Justice for workers
Jeannette Brown
UCC Representative
An ethicist, a Bible scholar and a preacher walk into a hotel...
Psalm 128:2
"For you shall eat the labor of your hands: happy shall you be, and it shall be well with you."
Reflection by Lillian Daniel
An ethicist, a Bible scholar and a preacher walk into a hotel that is being boycotted at the request of its own workers. It's like the punch line of a joke. Except it's not funny, but very serious.
Serious to the workers at the Hyatt hotels who have taken the drastic step of asking people not to stay, meet or eat at the establishments that employ them. And serious to the thousands of religious scholars in the Society of Biblical Literature and the American Academy of Religion who are to meet at a Hyatt in Chicago this November. They alerted members, moved room blocks and heard stories with biblical themes: the exploitation of immigrants, the abuse of housekeepers, the callousness of the rich to the poor who serve, cook and clean for them. I recall an incident last summer in Chicago when, during a 100 degree heat wave, Hyatt management turned heat lamps on striking workers. That led to an interfaith outcry that continues today, through Interfaith Worker Justice and the UCC.
Back when I was a young student at divinity school preparing to be a minister, it was scholars like these who taught me about the cost of discipleship. They warned us that our faith and ethics would make life harder, not easier.

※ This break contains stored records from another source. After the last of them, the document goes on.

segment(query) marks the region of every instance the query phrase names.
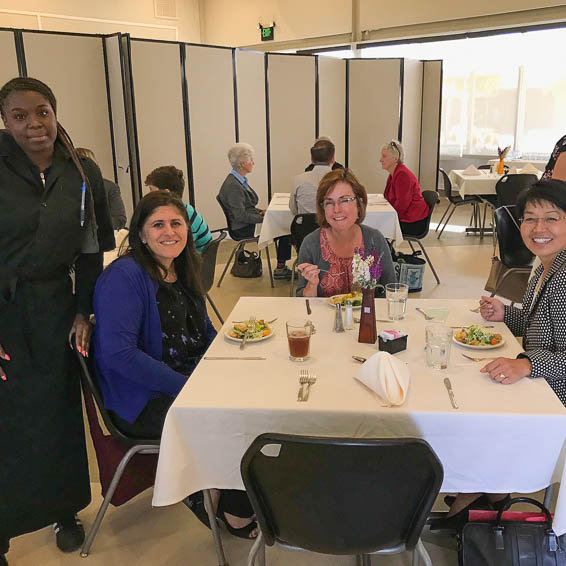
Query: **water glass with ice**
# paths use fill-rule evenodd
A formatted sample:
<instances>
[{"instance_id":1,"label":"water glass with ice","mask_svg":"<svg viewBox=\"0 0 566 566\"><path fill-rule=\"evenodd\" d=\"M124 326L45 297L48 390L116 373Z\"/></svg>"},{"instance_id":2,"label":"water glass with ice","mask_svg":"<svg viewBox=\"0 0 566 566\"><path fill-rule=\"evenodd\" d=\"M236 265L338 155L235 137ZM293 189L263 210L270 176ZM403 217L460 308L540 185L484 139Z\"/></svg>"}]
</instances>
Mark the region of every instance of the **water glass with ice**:
<instances>
[{"instance_id":1,"label":"water glass with ice","mask_svg":"<svg viewBox=\"0 0 566 566\"><path fill-rule=\"evenodd\" d=\"M390 320L403 320L407 310L409 286L406 283L388 283L385 285L387 316Z\"/></svg>"},{"instance_id":2,"label":"water glass with ice","mask_svg":"<svg viewBox=\"0 0 566 566\"><path fill-rule=\"evenodd\" d=\"M427 326L426 332L426 363L433 369L446 369L450 360L452 345L452 329L448 326L435 324Z\"/></svg>"}]
</instances>

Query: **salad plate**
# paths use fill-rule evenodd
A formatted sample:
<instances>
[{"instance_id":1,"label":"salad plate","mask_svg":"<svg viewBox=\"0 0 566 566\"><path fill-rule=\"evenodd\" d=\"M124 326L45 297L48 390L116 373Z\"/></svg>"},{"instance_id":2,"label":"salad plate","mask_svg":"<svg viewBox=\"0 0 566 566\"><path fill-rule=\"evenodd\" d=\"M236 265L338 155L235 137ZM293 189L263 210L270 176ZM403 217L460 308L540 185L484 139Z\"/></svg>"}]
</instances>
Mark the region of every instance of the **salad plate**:
<instances>
[{"instance_id":1,"label":"salad plate","mask_svg":"<svg viewBox=\"0 0 566 566\"><path fill-rule=\"evenodd\" d=\"M346 301L352 301L352 308L354 310L362 308L362 294L361 293L346 293L345 295L332 295L326 299L326 304L330 308L334 308L335 305L341 304L343 307L346 306Z\"/></svg>"},{"instance_id":2,"label":"salad plate","mask_svg":"<svg viewBox=\"0 0 566 566\"><path fill-rule=\"evenodd\" d=\"M224 336L233 342L241 342L244 339L246 332L248 332L248 323L240 322L232 325L231 328L226 330L226 332L224 332ZM262 340L271 338L273 334L273 328L271 328L267 322L262 319L256 320L255 326L246 339L246 342L248 344L251 342L261 342Z\"/></svg>"},{"instance_id":3,"label":"salad plate","mask_svg":"<svg viewBox=\"0 0 566 566\"><path fill-rule=\"evenodd\" d=\"M452 340L459 346L472 350L493 350L505 344L505 338L501 334L491 332L479 324L462 327L454 333Z\"/></svg>"}]
</instances>

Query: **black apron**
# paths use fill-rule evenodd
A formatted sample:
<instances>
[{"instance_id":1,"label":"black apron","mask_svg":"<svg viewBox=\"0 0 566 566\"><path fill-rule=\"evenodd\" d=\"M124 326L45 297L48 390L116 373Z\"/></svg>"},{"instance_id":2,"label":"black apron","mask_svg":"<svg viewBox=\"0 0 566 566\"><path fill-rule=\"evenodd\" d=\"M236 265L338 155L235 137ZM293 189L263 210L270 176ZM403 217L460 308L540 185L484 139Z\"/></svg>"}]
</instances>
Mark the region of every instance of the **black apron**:
<instances>
[{"instance_id":1,"label":"black apron","mask_svg":"<svg viewBox=\"0 0 566 566\"><path fill-rule=\"evenodd\" d=\"M7 376L0 382L0 539L90 502L80 386L67 340L76 314L69 269L84 231L82 181L59 144L45 187L37 173L0 132L0 344L11 357L0 360Z\"/></svg>"}]
</instances>

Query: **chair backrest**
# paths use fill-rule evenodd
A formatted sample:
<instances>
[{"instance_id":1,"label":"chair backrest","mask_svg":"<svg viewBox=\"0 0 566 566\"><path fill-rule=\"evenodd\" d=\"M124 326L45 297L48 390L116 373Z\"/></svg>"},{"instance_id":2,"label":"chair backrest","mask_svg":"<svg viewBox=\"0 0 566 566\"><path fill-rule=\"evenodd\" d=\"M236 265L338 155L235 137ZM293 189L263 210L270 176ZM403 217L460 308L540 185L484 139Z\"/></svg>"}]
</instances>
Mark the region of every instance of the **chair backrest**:
<instances>
[{"instance_id":1,"label":"chair backrest","mask_svg":"<svg viewBox=\"0 0 566 566\"><path fill-rule=\"evenodd\" d=\"M303 240L314 232L319 225L316 223L316 214L297 214L291 222L291 240L297 250L301 249Z\"/></svg>"},{"instance_id":2,"label":"chair backrest","mask_svg":"<svg viewBox=\"0 0 566 566\"><path fill-rule=\"evenodd\" d=\"M517 204L519 194L536 183L538 180L536 175L503 175L495 185L495 192L499 206L512 206Z\"/></svg>"},{"instance_id":3,"label":"chair backrest","mask_svg":"<svg viewBox=\"0 0 566 566\"><path fill-rule=\"evenodd\" d=\"M489 169L491 171L491 165L480 165L478 169Z\"/></svg>"},{"instance_id":4,"label":"chair backrest","mask_svg":"<svg viewBox=\"0 0 566 566\"><path fill-rule=\"evenodd\" d=\"M216 270L216 256L218 255L218 247L220 242L226 237L226 232L222 230L217 238L210 240L202 250L200 257L202 259L200 282L202 290L208 293L214 284L214 271Z\"/></svg>"},{"instance_id":5,"label":"chair backrest","mask_svg":"<svg viewBox=\"0 0 566 566\"><path fill-rule=\"evenodd\" d=\"M448 173L446 173L446 171L442 169L442 167L439 167L438 170L442 174L442 181L444 183L444 196L450 199L450 197L452 196L452 182L450 181L450 177L448 176Z\"/></svg>"},{"instance_id":6,"label":"chair backrest","mask_svg":"<svg viewBox=\"0 0 566 566\"><path fill-rule=\"evenodd\" d=\"M420 439L275 433L253 441L241 473L266 544L324 554L414 548L444 475Z\"/></svg>"},{"instance_id":7,"label":"chair backrest","mask_svg":"<svg viewBox=\"0 0 566 566\"><path fill-rule=\"evenodd\" d=\"M434 207L436 206L436 203L438 202L438 193L436 191L423 191L423 198L425 199L425 202L428 204L428 216L426 217L426 220L427 220L426 228L418 236L407 236L407 235L404 234L403 236L406 239L416 238L417 240L422 240L423 238L426 238L426 236L428 234L428 231L430 229L430 219L432 218L432 213L434 212Z\"/></svg>"},{"instance_id":8,"label":"chair backrest","mask_svg":"<svg viewBox=\"0 0 566 566\"><path fill-rule=\"evenodd\" d=\"M76 351L76 347L75 347ZM98 408L98 412L102 417L102 421L104 425L108 429L108 432L114 437L117 438L123 444L128 446L132 446L134 444L153 444L158 446L159 440L155 439L144 439L144 438L133 438L124 434L112 420L110 413L104 406L104 401L102 399L102 393L100 392L100 388L98 386L98 381L96 379L96 371L93 367L93 353L92 348L90 351L90 355L88 358L84 358L78 351L77 351L77 358L79 360L79 366L81 368L81 383L83 386L83 390L86 393L90 393L94 398L96 403L96 407Z\"/></svg>"},{"instance_id":9,"label":"chair backrest","mask_svg":"<svg viewBox=\"0 0 566 566\"><path fill-rule=\"evenodd\" d=\"M523 243L516 217L516 206L502 206L495 210L495 230L499 243L499 258L508 268L531 267L534 255Z\"/></svg>"},{"instance_id":10,"label":"chair backrest","mask_svg":"<svg viewBox=\"0 0 566 566\"><path fill-rule=\"evenodd\" d=\"M242 238L238 238L237 236L234 236L232 230L232 222L230 221L230 214L228 213L228 209L226 208L226 206L224 205L224 203L222 202L222 200L220 199L220 195L216 195L216 200L218 201L218 204L220 205L220 208L222 209L222 212L224 213L224 216L226 217L226 226L228 226L228 234L230 234L230 238L232 238L232 240L238 241L241 240Z\"/></svg>"}]
</instances>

There are all kinds of reasons to ignore a boycott, but most of them begin with a concern with the self. I do not want to be inconvenienced. I do not want to lose money. I do not want to put myself out. My own lofty project matters more than the concerns of the housekeepers who make my bed.
Instead, these religious scholars are living with the inconvenience, the cost, and the understanding that it is not all about them. They will also, no doubt, have to live with those who criticize their position. Sounds like a pretty good metaphor for the life of faith to me.
Prayer
Almighty God, this Labor Day, give bread to those who have none and a hunger and thirst for justice to those who have plenty. Amen.